LOL what? Please show me where it says that streaming isn't supported over wifi. That makes zero sense, as the vast majority of people likely connect all their AV devices via wifi since it's the most convenient. Every other streaming device I have streams fine over wifi, in 4K/HDR even (and many are much older than the Bolt is). Bandwidth isn't an issue as my connection is around 180Mb/sec and the wifi signal near the Tivo will still easily do at least 100Mb/sec, which is at least 5 times what it needs to stream 4K (and like 20 times 1080p).


----------



## jrtroo (Feb 4, 2008)

I'm not going to do that for you. Search here and you'll find many mentions of that policy. It certainly could change in the future, but with a little searching you'll find folks using the workarounds I mention. The first one I would do regardless, but that us up to it ou.


----------



## kpeters59 (Jun 19, 2007)

I'm pretty sure WiFi streaming is supported on TiVo's for Internet Apps.

But, Mini's don't have WiFi capability, so they're clearly _not_ supported.

All that being said, if you don't make any changes to your system, how can you expect any improvement?

Maybe it is a bug that will get fixed, maybe it isn't...

How about try Powerline?

-KP


----------



## TostitoBandito (Sep 18, 2006)

Why would I spend money trying to make changes to my network when this is clearly a bug with the Tivo OS? I mean, I MIGHT consider buying an access point and trying ethernet from that (it's still the same wifi, the TiVo just won't know any better) if Tivo had HDR support in their streaming apps. But since they don't, I'll just stream on my Xbox until Tivo gets their act together. For the amount of money I paid for this I should have higher expectations for service and support.
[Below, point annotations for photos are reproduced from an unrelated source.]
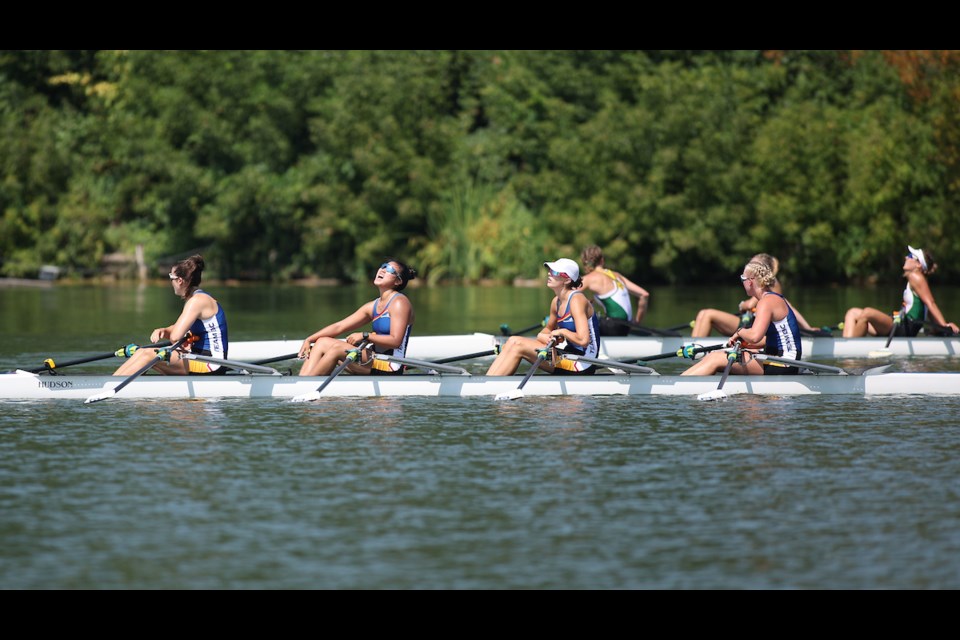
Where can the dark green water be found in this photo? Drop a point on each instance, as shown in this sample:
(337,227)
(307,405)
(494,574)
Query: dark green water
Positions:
(446,493)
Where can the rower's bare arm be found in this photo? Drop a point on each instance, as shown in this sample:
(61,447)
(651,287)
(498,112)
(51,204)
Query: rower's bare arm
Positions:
(401,315)
(579,306)
(800,319)
(198,306)
(922,287)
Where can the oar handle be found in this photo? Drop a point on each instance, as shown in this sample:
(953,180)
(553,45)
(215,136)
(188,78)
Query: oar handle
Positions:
(49,364)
I mean a $50 stick from Amazon or Google is objectively a better streaming device, minus the cable of course. Why am I being ridiculous for expecting Tivo to fix this and not wanting to make a bunch of expensive workarounds which may or may not help?
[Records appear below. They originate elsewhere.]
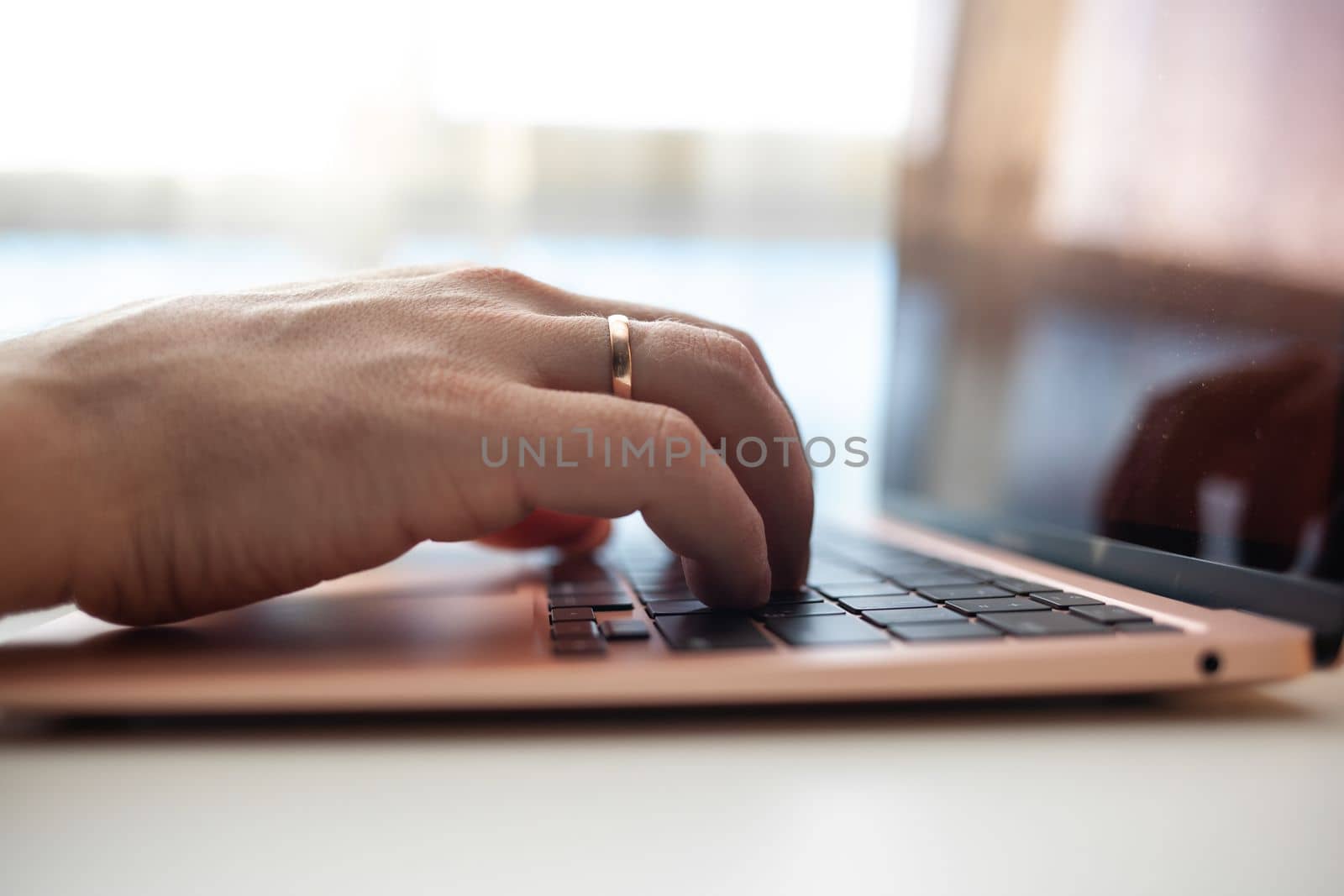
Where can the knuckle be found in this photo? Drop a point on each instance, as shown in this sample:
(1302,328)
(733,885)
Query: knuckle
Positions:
(672,423)
(494,278)
(746,338)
Again, this bug was introduced in a 2018 update. My network has been identical before and after the issue began occurring. I'm talking with Tivo about it now and it sounds like the only idea they have is that it might the wifi hardware inside the Tivo and they are looking into sending me a new one. We'll see if that helps.
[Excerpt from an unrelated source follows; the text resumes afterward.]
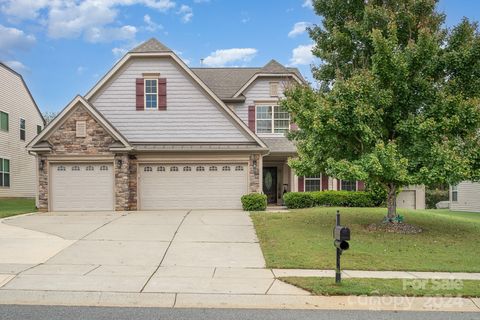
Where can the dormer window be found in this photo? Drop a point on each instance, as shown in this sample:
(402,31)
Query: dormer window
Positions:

Edit - Tivo ended up offering a free replacement even though it's out of warranty. I'll update this thread with feedback on whether new hardware helps at all.


----------



## TostitoBandito (Sep 18, 2006)

So as I expected this has nothing to do with the hardware. The replacement Bolt I received with a build date of 12/2018 still does the same thing. I just lost connectivity while streaming 1080p via Amazon on a wifi network which Tivo itself reported to have a 90%+ signal strength and which has over 100Mb/sec of bandwidth. As before, it won't recover and regain connectivity to the wifi until I restart the box or disable/re-enable wifi on the Tivo. It will literally stay disconnected for days/weeks if I let it, despite the wifi network being up and available to every other device in my house.

I have a hard time believing this has anything to do with my network for the reasons outlined above. The Tivo is the only device in my house having any sort of connectivity issues, and I can stream in 4K on other devices on the same wifi network and location as the Tivo without ever seeing this happen. I guess I'll have to go buy an access point so I can try to bypass Tivo's apparently garbage wifi software implementation.


----------



## namzaps (Jun 18, 2008)

I have the exact same problem, mostly with prime video and my TiVo is wired in. The wireless network reports 350mbs. Rebooting is not a great option since it could be recording in the background when we are trying to watch a family movie.


----------